DNT cells are CD3 + and CD45+; % of DNT is calculated among CD3 + cells.

After all investigations, it was concluded that the most probable diagnosis was immune dysregulation with autoinflammation, resembling one of the periodic fever syndromes. The blood was sent for genetic testing.

3. Genetic testing

Due to atypical clinical presentation with signs of autoinflammation not specific to a single disease, Next-Generation Sequencing (NGS) was performed.

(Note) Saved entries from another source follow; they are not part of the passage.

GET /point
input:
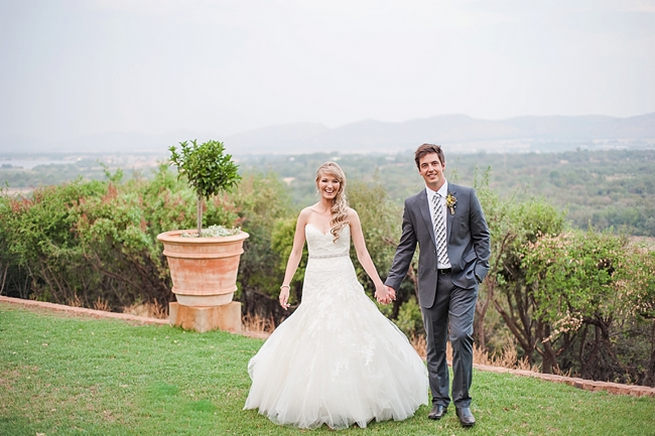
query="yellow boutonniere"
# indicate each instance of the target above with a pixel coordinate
(451, 203)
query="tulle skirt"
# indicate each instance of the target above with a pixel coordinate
(336, 360)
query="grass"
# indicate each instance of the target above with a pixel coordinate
(66, 375)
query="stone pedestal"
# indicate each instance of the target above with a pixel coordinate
(205, 318)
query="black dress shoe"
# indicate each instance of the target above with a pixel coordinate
(437, 411)
(465, 416)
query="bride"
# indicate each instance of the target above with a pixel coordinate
(336, 360)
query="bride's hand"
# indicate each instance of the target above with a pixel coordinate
(284, 296)
(384, 294)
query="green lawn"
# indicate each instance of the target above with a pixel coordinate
(67, 375)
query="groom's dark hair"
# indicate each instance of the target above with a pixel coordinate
(424, 149)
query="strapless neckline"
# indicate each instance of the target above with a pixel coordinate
(322, 232)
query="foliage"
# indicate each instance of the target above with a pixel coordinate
(262, 201)
(586, 282)
(94, 243)
(207, 169)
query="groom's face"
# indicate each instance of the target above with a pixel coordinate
(431, 169)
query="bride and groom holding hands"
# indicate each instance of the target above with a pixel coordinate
(337, 360)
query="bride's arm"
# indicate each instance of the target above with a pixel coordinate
(294, 257)
(382, 293)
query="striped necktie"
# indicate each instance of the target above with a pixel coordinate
(440, 231)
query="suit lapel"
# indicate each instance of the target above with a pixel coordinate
(452, 190)
(424, 209)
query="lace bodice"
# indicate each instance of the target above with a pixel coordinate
(320, 244)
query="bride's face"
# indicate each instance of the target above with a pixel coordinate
(328, 186)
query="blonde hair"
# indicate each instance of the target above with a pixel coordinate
(339, 207)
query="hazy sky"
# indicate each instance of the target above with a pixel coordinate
(71, 68)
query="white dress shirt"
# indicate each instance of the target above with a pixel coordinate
(441, 193)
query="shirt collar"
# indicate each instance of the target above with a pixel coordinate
(443, 191)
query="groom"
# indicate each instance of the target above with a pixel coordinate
(447, 222)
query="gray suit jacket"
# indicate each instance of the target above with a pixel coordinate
(468, 244)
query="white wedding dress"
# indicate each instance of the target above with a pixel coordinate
(336, 360)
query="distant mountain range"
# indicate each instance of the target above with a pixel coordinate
(459, 133)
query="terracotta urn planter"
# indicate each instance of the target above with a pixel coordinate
(203, 270)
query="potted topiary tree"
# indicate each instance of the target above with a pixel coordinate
(204, 262)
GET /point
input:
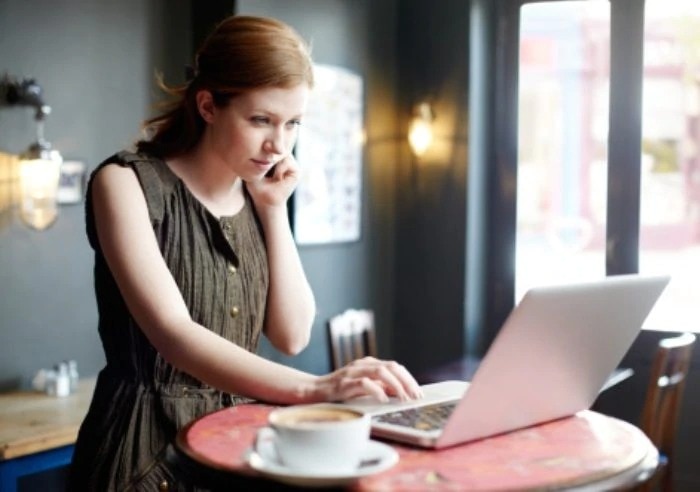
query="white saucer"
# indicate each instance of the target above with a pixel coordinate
(376, 458)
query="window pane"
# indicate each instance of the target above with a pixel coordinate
(562, 147)
(670, 193)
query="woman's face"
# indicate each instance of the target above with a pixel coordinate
(256, 129)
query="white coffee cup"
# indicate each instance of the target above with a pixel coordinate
(317, 439)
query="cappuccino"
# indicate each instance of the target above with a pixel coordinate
(320, 439)
(311, 416)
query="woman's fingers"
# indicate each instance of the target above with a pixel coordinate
(376, 378)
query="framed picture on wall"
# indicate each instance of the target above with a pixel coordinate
(326, 206)
(71, 184)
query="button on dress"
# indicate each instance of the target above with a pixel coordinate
(140, 400)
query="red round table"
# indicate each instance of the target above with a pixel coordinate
(588, 451)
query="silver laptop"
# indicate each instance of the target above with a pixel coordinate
(550, 359)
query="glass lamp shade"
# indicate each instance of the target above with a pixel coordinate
(39, 173)
(420, 133)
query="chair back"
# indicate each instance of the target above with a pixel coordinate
(351, 336)
(661, 411)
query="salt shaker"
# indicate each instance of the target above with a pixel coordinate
(62, 380)
(73, 375)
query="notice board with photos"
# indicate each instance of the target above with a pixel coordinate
(326, 206)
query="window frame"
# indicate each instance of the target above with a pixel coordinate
(492, 199)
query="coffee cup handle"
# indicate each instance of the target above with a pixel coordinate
(265, 443)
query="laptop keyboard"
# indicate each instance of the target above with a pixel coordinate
(429, 417)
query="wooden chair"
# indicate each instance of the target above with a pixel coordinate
(351, 336)
(660, 414)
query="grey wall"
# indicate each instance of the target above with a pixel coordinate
(97, 74)
(95, 61)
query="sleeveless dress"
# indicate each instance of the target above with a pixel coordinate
(140, 400)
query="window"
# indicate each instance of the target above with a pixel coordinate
(606, 150)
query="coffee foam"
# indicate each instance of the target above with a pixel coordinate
(311, 416)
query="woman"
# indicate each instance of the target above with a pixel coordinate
(194, 259)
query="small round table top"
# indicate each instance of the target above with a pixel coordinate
(567, 453)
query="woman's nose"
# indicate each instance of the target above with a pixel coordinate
(276, 142)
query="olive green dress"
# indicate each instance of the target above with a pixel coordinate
(140, 400)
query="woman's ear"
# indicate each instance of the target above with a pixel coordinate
(205, 105)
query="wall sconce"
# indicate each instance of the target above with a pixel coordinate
(420, 131)
(39, 165)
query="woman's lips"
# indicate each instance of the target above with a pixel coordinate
(264, 164)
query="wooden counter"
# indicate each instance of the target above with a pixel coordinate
(31, 422)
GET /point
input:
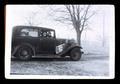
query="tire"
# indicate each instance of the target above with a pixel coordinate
(75, 54)
(24, 53)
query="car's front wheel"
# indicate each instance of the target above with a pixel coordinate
(75, 54)
(24, 53)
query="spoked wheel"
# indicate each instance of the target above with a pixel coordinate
(24, 53)
(75, 54)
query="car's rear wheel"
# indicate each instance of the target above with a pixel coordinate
(24, 53)
(75, 54)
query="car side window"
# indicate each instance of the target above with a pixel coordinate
(29, 32)
(47, 34)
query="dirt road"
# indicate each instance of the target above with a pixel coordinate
(89, 65)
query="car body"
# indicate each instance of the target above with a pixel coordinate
(28, 41)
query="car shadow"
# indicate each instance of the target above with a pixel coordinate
(44, 59)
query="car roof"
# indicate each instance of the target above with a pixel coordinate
(20, 27)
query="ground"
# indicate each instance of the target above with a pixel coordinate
(89, 65)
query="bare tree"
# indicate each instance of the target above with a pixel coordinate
(76, 15)
(32, 19)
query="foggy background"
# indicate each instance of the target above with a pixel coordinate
(95, 39)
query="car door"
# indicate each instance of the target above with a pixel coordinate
(47, 42)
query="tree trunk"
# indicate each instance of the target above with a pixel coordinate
(78, 37)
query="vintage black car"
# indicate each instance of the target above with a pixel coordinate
(29, 41)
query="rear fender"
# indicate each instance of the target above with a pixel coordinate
(68, 49)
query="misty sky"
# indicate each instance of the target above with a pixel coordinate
(103, 19)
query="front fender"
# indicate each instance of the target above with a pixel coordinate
(24, 44)
(68, 49)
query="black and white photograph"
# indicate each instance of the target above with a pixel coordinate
(67, 41)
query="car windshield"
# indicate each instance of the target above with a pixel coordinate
(29, 32)
(46, 34)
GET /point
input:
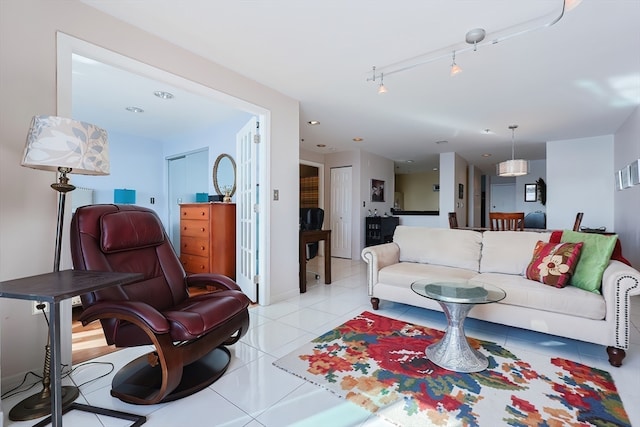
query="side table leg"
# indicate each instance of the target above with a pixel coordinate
(453, 351)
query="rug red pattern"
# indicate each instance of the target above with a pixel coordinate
(379, 363)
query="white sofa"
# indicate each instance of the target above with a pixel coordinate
(501, 258)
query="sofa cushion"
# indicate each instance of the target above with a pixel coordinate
(403, 274)
(527, 293)
(596, 253)
(441, 246)
(509, 251)
(553, 263)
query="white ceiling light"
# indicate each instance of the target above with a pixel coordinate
(163, 94)
(455, 68)
(475, 38)
(382, 89)
(513, 167)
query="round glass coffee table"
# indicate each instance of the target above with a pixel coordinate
(453, 351)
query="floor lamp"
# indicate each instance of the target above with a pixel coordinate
(64, 146)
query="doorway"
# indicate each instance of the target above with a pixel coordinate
(187, 174)
(341, 211)
(67, 47)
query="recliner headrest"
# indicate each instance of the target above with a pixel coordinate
(125, 230)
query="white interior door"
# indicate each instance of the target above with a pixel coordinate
(341, 202)
(247, 201)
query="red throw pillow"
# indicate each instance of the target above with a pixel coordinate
(553, 263)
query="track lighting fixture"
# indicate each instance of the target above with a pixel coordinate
(382, 89)
(474, 39)
(455, 68)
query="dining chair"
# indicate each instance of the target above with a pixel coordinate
(505, 221)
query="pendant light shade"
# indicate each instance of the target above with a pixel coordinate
(513, 167)
(517, 167)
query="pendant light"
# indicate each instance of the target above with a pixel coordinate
(513, 167)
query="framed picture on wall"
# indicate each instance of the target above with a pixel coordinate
(377, 190)
(530, 192)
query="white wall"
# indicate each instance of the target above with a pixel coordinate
(580, 179)
(128, 153)
(28, 84)
(627, 201)
(537, 169)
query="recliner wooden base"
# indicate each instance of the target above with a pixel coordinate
(138, 382)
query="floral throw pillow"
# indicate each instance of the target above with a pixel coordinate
(554, 263)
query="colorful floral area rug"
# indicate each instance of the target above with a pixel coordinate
(379, 363)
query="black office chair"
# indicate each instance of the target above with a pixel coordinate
(312, 219)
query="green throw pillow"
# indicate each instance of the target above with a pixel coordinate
(594, 258)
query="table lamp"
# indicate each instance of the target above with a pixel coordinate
(65, 146)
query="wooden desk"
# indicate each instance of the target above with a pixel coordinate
(312, 236)
(54, 288)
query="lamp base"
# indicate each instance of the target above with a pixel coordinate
(39, 404)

A whole blood EDTA sample was used for the extraction of genomic DNA according to established laboratory protocols using a FlexiGene DNA isolation kit (Qiagen, Germany). NGS sequencing was performed using a MiSeq desktop sequencer coupled with MiSeq Reagent kit v3 (both Illumina, San Diego, USA). The regions of interest were enriched using the TruSightOne library enrichment kit (Illumina, San Diego, USA) following the manufacturer's instructions. The sequencing data reached 99.9% for at least 10X coverage for a patient. The selected core panel of autoinflamatory genes (CARD14, ELANE, HAX1, IL10, IL10RA, IL10RB, IL1RN, IL36RN, LPIN2, MEFV, MVK, NLRP12, NLRP3, NOD2, NLRP7, PLCG2, PSTPIP1, SH3BP2, SLC29A3, TMEM173, TNFAIP3, TNFRSF11A, and TNFRSF1A) was used for filtering.

In the TNFAIP3 gene, which codes for Tumor Necrosis Factor-Alpha-Induced Protein 3, the heterozygous substitution NM_006290.3:c.1084C > T was found. It changes amino acid glutamine at position 362 into termination codon (NP_006281.1:p.Gln362Ter). Nomenclature is cited according to the HGVS guidelines (www.hgvs.org/mutnomen). The potential deleterious effect of identified genetic variants was analyzed with in silico prediction tools: CADD score: Pherd 36 (http://cadd.gs.washington.edu/score) and Mutation taster: disease-causing 0,99 (http://www.mutationtaster.org/). The variant was not present in dbSNP or gnomAD database (genome Aggregation Database: https://gnomad.broadinstitute.org/).

The variant was confirmed with Sanger sequencing (ABI Genetic Analyzer 3500, Applied Biosystems, USA). Family segregation analysis was performed in both parents in whom identified mutation was not present.

The mutation in the patient was de novo and novel in a spectrum of mutations for A20 Haploinsufficiency. Genetic testing was also performed on the parents. No mutations in the TNFAIP3 gene were found.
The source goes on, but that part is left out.